囚われのシンデレラーafter storyー
それから、感じの良い雰囲気とは似合わず黙り続け、それどころかその表情がみるみる青ざめていく。
「あ、あの。楽器……」
この雰囲気も気詰りで、声をかけてみることにした。
「……え?」
「背中にケースを背負っているから。何か楽器をされているんですか?」
私の言葉に、ようやく気付き無理やりに笑顔を作ろうとしているみたいだけど、それはどう見ても笑顔にはなっていない。
「は、はい。バイオリンです」
「バイオリンか。素敵ですね。こちらには観光で? それとも、留学とか……?」
何に緊張しているのか分からないけれど、それをほぐすためにも極力和やかに会話を続ける。
「い、いえ――」
その横顔を見つめる。
可愛らしいけど、少し伏せられた目をした表情は、一気にその雰囲気を変える。
こういうのを、作り込まれていない綺麗さって言うのだろうか。
でも。その表情を見つめていて、何かが引っ掛かる。
さっき感じた違和感。
一瞬、どこかで会ったことがあったかと考えてみたけれど。
確かに、どこか見覚えがあるようなないような――。
思い出せなくてもやもやとする。
そんなに距離もないから、すぐにアパルトマンの前まで来た。
「その名前のアパルトマン、ここで大丈夫だと思いますが、来たところと同じですか?」
笑顔で問い掛けると、何かを思いつめたような表情になっている。
「はい、ここで間違いないです。

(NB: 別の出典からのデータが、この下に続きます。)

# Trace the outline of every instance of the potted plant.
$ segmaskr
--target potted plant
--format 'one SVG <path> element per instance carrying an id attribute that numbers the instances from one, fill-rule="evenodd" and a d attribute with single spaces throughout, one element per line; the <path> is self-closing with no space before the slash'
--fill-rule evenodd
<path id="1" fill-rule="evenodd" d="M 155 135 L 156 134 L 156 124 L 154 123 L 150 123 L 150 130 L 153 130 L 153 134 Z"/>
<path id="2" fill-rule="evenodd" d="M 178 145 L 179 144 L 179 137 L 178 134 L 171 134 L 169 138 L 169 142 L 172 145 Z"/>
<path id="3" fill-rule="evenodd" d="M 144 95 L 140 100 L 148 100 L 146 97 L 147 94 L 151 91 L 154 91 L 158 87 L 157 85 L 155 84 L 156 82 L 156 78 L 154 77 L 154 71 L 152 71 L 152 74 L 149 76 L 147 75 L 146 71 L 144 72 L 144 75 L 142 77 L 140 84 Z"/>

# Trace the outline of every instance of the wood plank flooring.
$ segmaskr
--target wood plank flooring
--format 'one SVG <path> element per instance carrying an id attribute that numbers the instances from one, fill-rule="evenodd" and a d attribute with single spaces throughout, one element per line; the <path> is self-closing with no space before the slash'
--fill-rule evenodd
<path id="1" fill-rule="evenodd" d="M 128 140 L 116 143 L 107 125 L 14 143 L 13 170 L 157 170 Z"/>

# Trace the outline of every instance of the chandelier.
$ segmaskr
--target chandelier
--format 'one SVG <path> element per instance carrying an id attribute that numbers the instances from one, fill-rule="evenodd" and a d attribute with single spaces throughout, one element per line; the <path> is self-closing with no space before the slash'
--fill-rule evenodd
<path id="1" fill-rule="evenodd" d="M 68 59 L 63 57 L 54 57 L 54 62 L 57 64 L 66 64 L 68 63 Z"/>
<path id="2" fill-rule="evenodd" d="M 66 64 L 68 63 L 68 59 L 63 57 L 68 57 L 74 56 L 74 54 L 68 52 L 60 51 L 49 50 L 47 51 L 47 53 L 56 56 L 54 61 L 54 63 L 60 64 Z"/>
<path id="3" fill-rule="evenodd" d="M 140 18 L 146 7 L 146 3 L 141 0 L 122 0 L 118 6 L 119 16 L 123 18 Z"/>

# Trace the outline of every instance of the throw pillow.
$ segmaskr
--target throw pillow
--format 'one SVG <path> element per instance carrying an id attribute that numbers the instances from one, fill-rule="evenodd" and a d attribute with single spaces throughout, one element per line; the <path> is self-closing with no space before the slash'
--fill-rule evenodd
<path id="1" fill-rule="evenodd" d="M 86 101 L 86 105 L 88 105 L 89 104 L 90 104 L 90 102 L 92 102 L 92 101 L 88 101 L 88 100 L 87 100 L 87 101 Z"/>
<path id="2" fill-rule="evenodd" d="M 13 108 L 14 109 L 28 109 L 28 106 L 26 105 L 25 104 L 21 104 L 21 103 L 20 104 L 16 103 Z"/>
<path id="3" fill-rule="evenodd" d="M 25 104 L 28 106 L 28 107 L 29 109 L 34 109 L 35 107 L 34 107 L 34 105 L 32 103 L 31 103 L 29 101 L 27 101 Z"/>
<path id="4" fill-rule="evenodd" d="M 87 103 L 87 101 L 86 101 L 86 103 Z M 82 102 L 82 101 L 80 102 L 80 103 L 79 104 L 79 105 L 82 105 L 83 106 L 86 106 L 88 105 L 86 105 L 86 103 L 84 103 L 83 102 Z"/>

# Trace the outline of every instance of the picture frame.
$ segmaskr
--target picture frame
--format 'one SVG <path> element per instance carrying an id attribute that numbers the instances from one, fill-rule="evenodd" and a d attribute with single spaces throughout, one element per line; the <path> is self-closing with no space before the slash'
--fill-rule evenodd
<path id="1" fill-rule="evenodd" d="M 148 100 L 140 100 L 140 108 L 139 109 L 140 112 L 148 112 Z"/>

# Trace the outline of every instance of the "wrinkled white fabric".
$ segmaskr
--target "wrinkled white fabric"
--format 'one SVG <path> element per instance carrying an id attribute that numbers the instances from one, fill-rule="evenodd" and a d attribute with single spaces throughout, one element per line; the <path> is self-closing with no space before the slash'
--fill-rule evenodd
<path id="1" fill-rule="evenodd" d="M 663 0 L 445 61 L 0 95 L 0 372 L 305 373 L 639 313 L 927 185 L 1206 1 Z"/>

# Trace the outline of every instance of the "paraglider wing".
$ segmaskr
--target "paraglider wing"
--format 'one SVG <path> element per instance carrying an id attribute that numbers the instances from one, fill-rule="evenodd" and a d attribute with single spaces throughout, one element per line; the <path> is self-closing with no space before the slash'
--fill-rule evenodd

ありがとうございます。本当に助かりました」
「いえ。じゃあ――」
少し頭を下げて、管理人を呼び出すためにインターホンを鳴らそうとした時だった。
「あの、すみません……っ!」
「は、はい?」
あまりに悲壮感に満ちた声で呼び止められて、思わずのけぞりそうになってしまった。
「も、もし違っていたらすみません。クラウンホテルの方……ですか?」
「え……?」
今度は私が驚く番だった。
「そ、そうですけど、どうして……?」
「もしかして、ここにいらしたのは、西園寺さんにご用があって、ですか?」
え――?
西園寺さんって……。
もしかして――。
もう一度改めて、その女性の顔を見た。